Qatari bourse index adds 47.96 points

Published: 03 Jun 2013 - 11:20 pm | Last Updated: 01 Feb 2022 - 07:12 pm

Doha: Qatar Exchange pursued its upswing trend yesterday, adding 47.96 points or 0.52 percent to advance to 9,287.18 points from  9,239.22 on Sunday.

The volume of the shares traded up to 15,948,853 from 13,212,495 on Sunday and the value of shares increased to QR475,499,384.27 from QR452,588,086.26 on Sunday.

Among the top gainers were Qatar National Bank which was up 1.10 percent to QR147.20, Electricity and Water rose 1.79 percent to QR147.60, Vodafone Qatar gained 1.61 percent to QR9.47 and Mazaya Qatar Real Estate Development up by 1.16 percent to QR11.30.

The banking and financial sector index down up 0.67 points while consumer goods and services sector index gained 0.21 points. The industrial sector rose 0.57  points while insurance sector dropped 0.19 points.

Meanwhile Dubai’s rally stalled yesterday but trading volumes surged as investors chased expectations of a possible upgrade for the United Arab Emirates (UAE) by index compiler MSCI. Saudi banks rallied to a 12-month high, helping lift the bourse. 

Dubai’s index slipped 0.3 percent, easing off its 54-month high as investors booked profits after an intraday high of 2,500, which posed as technical resistance level.  MSCI will announce next week whether it will upgrade the UAE to emerging market status.
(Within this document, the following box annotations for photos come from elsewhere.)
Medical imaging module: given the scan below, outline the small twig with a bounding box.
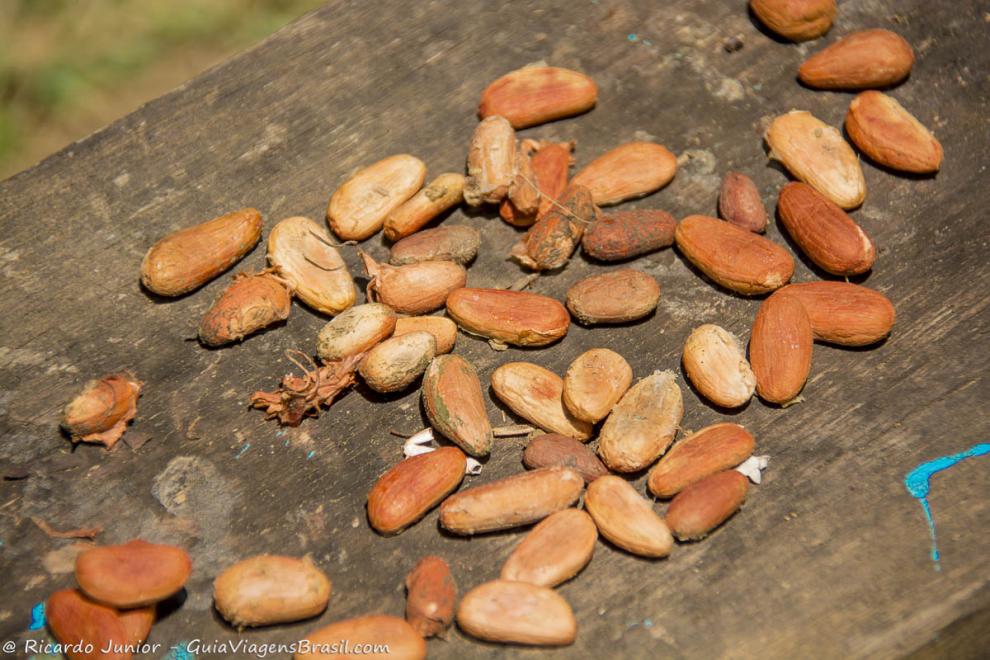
[519,174,591,225]
[506,272,540,291]
[31,516,103,539]
[309,229,357,248]
[303,254,341,273]
[492,424,536,438]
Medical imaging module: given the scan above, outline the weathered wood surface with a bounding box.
[0,0,990,658]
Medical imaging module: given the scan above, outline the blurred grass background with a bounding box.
[0,0,323,179]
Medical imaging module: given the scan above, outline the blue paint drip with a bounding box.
[28,601,45,632]
[162,642,196,660]
[904,442,990,571]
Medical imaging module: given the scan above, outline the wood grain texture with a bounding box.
[0,0,990,658]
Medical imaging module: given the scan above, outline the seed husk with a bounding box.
[598,371,684,472]
[567,268,660,325]
[268,216,357,316]
[406,555,457,638]
[492,362,593,441]
[392,316,457,355]
[422,355,492,456]
[584,475,674,557]
[385,172,464,241]
[682,323,756,408]
[647,423,756,498]
[523,433,608,483]
[457,580,577,646]
[368,447,467,535]
[389,225,481,266]
[76,539,192,609]
[440,467,584,535]
[141,208,261,296]
[500,509,598,587]
[360,252,467,316]
[563,348,632,424]
[667,470,749,541]
[213,554,331,629]
[316,303,396,362]
[62,372,144,449]
[199,271,292,347]
[358,331,437,393]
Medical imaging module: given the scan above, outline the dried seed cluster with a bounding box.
[48,0,942,658]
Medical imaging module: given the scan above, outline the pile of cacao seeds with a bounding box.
[48,0,942,658]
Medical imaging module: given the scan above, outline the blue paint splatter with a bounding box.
[904,442,990,571]
[28,602,45,632]
[162,642,196,660]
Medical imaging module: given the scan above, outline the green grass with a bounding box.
[0,0,322,178]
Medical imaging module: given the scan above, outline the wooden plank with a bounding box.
[0,0,990,657]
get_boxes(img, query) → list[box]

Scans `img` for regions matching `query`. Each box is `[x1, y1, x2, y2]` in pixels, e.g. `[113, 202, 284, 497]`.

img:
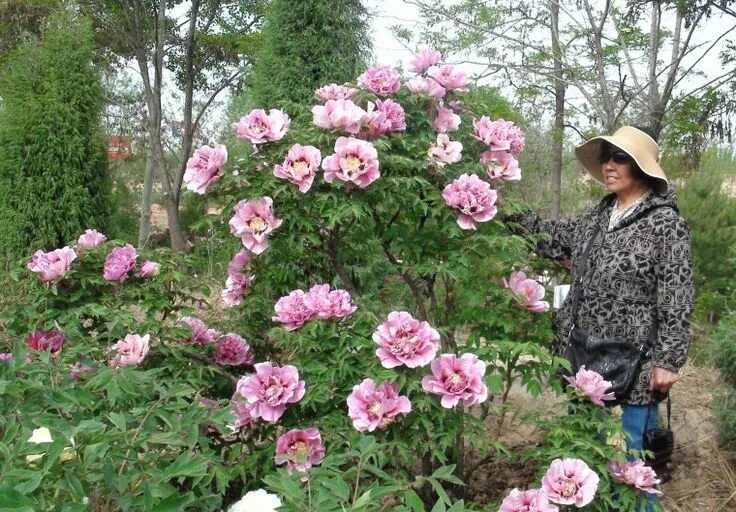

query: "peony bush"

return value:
[0, 49, 656, 512]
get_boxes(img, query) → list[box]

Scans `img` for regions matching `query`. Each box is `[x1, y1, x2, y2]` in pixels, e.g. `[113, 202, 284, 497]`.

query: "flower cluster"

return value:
[110, 334, 151, 366]
[271, 284, 356, 331]
[608, 459, 662, 496]
[348, 379, 411, 432]
[503, 272, 549, 313]
[184, 144, 227, 194]
[26, 247, 77, 283]
[565, 365, 616, 407]
[230, 196, 282, 254]
[236, 362, 305, 423]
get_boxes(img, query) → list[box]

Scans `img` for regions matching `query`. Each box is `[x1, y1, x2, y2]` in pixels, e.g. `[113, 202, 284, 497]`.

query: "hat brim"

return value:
[575, 131, 669, 195]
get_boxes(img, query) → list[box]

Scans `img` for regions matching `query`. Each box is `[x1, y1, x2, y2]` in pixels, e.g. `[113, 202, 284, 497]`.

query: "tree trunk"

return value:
[138, 146, 156, 249]
[550, 0, 565, 220]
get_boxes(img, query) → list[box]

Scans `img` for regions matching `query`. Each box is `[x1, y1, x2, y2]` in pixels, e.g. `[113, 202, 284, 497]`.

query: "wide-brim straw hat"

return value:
[575, 126, 668, 195]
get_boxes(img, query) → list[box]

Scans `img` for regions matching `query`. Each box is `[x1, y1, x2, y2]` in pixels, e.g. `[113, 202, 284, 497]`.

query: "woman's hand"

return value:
[649, 366, 680, 394]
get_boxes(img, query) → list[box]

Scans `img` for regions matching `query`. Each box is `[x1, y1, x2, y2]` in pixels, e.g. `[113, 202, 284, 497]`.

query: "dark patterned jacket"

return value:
[520, 189, 694, 405]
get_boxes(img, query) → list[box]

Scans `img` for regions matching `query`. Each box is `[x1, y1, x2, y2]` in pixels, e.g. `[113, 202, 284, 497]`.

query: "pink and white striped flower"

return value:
[608, 459, 662, 496]
[273, 144, 322, 194]
[542, 459, 600, 508]
[184, 144, 227, 194]
[427, 64, 468, 91]
[236, 363, 305, 423]
[473, 116, 524, 156]
[233, 108, 291, 144]
[429, 133, 463, 167]
[314, 84, 358, 101]
[373, 311, 440, 368]
[442, 174, 498, 229]
[503, 272, 549, 313]
[565, 365, 616, 407]
[348, 379, 411, 432]
[432, 107, 461, 133]
[26, 247, 77, 283]
[422, 354, 488, 409]
[110, 334, 151, 367]
[322, 137, 381, 188]
[230, 196, 282, 254]
[358, 66, 401, 96]
[274, 427, 325, 473]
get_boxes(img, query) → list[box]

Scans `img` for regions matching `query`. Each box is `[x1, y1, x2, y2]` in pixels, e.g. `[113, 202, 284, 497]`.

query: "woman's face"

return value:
[599, 144, 646, 195]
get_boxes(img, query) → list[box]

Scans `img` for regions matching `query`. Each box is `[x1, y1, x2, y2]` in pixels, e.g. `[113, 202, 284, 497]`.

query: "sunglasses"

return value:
[598, 150, 633, 164]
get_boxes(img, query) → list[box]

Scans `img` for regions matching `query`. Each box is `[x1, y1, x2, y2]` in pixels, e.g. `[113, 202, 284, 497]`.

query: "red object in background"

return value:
[107, 135, 133, 160]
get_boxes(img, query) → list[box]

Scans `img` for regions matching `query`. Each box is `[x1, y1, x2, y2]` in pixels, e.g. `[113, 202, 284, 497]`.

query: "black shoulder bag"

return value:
[563, 220, 657, 400]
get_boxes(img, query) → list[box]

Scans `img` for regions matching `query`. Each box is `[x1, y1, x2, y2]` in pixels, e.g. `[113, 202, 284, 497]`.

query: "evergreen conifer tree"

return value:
[252, 0, 370, 111]
[0, 11, 110, 256]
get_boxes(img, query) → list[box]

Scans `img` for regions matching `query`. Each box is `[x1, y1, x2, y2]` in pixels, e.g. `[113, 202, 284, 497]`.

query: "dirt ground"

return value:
[468, 365, 736, 512]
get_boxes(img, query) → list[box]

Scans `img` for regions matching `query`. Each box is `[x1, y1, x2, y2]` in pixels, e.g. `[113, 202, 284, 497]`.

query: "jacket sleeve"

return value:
[514, 211, 581, 261]
[652, 212, 694, 372]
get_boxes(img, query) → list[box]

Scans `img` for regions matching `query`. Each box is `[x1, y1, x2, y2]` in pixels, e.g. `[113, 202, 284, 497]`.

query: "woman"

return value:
[520, 126, 693, 464]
It currently ranks the country as a frontier market.

“International institutional investors are speculating on an MSCI upgrade,” said Mohammed Yasin, managing director of Abu Dhabi Financial Services. “The high volumes and the performance has attracted them.”

“I’m not worried about the levels, many stocks fundamentally justify the price and more, but the speed of the rally means we’re setting ourselves up for a correction,” Yasin added.

The number of shares changing hands reached 1.29 billion, the first time daily volumes exceeded a billion since June 2009.

Elsewhere, Saudi Arabia’s banking share index  surges 2.5 percent to a one-year high, catching up with market gains on expectations that loans to telecom operator Zain Saudi  will not have to be written off.

“Banks have been underperforming the market for more than two years... the rise is more technical rather than due to expectations of earnings,” said Mahmood Akbar, a banking analyst at NCB Capital.

Zain Saudi jumped 9.7 percent to an eight-month high after receiving government approval to defer licence-related fees totalling $1.49bn over seven years. 

The operator has $3bn worth of loans maturing this month, including a $2.4bn Islamic facility arranged by Banque Saudi Fransi.  

“Zain Saudi owed a large amount to banks and the government’s move today will encourage banks to solve the pending loans on their books,” said Abdullah Alawi, assistant general manager and head of research at Aljazira Capital. “People were worried the loan would hit Saudi Fransi.”

Shares in Banque Saudi Fransi rose 3.3 percent.  “The agreement... to defer the licence (fees) was seen to be a positive for Saudi Fransi,” said Akbar.

“However, we note that Zain Saudi continues to negotiate for a breather period of two years where it does not pay interest on the loan and this could impact Saudi Fransi’s net interest margins.”